Taxpayers fund desperate bus project

What cost Birmingham City Council and Aston Pride £336,000 to fund, is staffed by six and boasts fifteen computer stations along with broadband and satellite technology?

 

  The answer is, the school/careers advice on wheels that will be creeping around Aston stalking those aged 16-25 who have dropped out of education and training (Birmingham Post). Just the latest – a particularly desperate – move to round up the disaffected young people, many of whom have been failed by the current education system, and try to push them through some form of meaningless training and shoehorn them into work in the hope of reducing the steadily rising unemployment figures in the area.

 

Bus This Skills for Life project apparently follows on from a similar venture involving another bus that pursued the so-called “midnight children” who roam the city’s streets after dark.

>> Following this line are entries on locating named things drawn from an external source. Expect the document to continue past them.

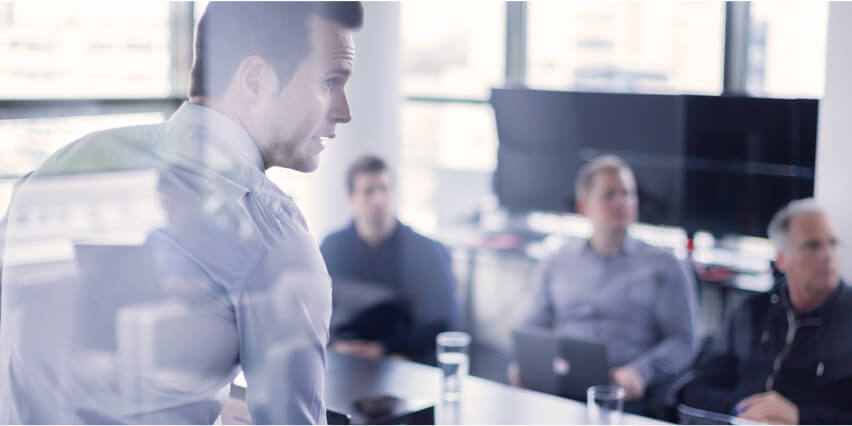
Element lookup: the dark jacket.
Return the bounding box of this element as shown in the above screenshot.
[320,222,458,363]
[679,282,852,424]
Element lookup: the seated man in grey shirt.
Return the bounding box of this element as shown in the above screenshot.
[509,155,698,413]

It’s not outlandish to suppose that many of these young adults hanging around on city streets after midnight are drunk or drugged, and yet this has been deemed the optimum time to drag them onto a bus and force some semblance of education upon them or assess what career they are suited to. How much are they truly able to absorb, indeed, what impression are they going to project with addled brains and slurred speech?

 

However, this previous project – The Beyond Midnight bus – is being heralded as enough of a success to see the introduction of this second project. I’m not quite sure if we now have new criteria for the term ‘success’ but looking at employment figures for the 16-25 age group in Aston, where 27.7% are unemployed, it appears that the projects’ promoters are guilty of overstatement.

 

The bus itself  ‘engaged’ with over 3,440 young people according to the article, and these hazy terms are obviously supposed to disguise the fact that they haven’t publicised how many of those young people are now in employment as a result of this scheme. What does ‘engaged’ even mean? They spoke to them? The young person stepped on the bus, looked around and stepped off? Does that count? By definition, adolescents throwing stones at the bus might count as an engagement…Who knows?

 

Nevertheless, this project cost the taxpayer £70 for each of these ‘engagements’, but as is often the case with these last-ditch education and employment projects, what you actually got for that is worryingly unclear.

 

The new, shiny, expensively equipped - and therefore no doubt thoroughly vulnerable - Mobile Skills for Life bus is being put into operation imminently, with twice the capacity of its predecessor.

 

The motivation behind this project has nothing to do with ‘engaging’ with young people, this is quite clearly about employment figures and the image of the city. Anyone can recognise that spending £336k on a bus with a few computers that approaches inebriated young people in the middle of the night is no way to solve any problem, but in the absence of any other ideas you can rely on public bodies to our throw money at schemes and keep their fingers crossed.